= Mätäsvaara =

Mining village in Finland

Mätäsvaara is a small village in Finland in the town of Lieksa, North Karelia. It is located on the east side of the lake Pielinen and between the town of Nurmes 27 kilometres from the centre of Lieksa.

The village was the site of significant mining activities in the 20th century. The mining focused on a molybdenum deposit, with mining beginning in 1903. The mining remained small-scale until World War II. As molybdenum alloys could be used to create high-quality steel, there was a great deal of demand for molybdenum to build weapons of war. In 1939 and 1940, the mine was built up, eventually becoming the second-largest in Finland. The Mätäsvaara mine supplied much of the molybdenum used by Nazi Germany for its wartime steel demands. At its peak, more than one thousand people lived in the village. The mine closed after the war, in 1947, and the village shrunk with it.

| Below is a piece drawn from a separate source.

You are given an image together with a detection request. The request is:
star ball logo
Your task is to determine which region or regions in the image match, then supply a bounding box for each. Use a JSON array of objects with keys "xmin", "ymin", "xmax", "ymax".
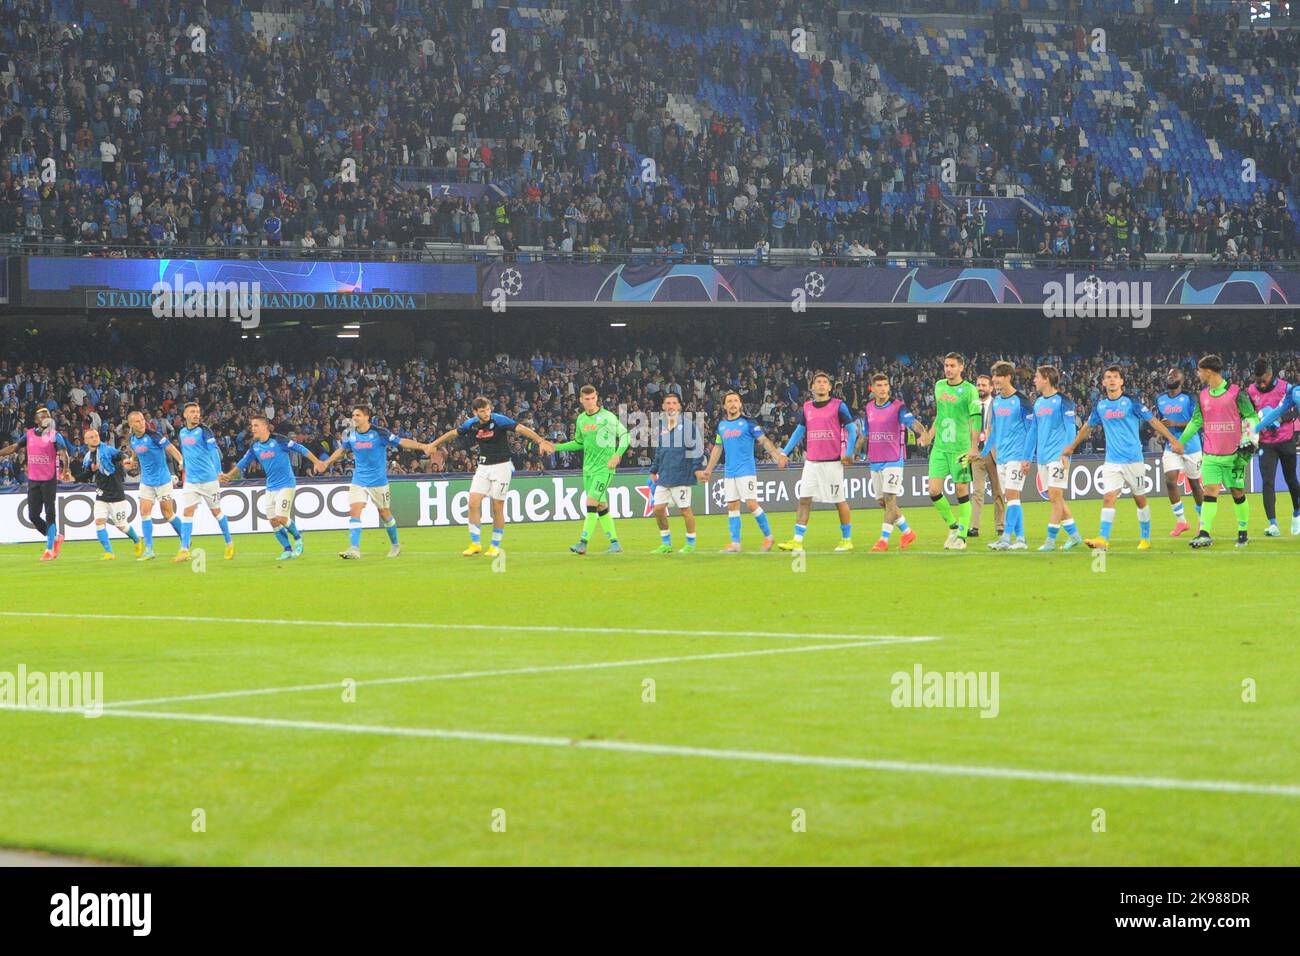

As a result of its mining wealth, the village had impressive architecture for its size, much of it designed by the architect Alvar Aalto and containing relatively state-of-the-art features, such as central heating. However, much of the village has fallen into disrepair since the closure of the mine. As of 2015, the village's population was below 50.

In 2025, the Finnish government granted new exploratory mining permits to determine the viability of resuming mining in the area, possibly expanding beyond molybdenum to nickel, copper, and cobalt as well.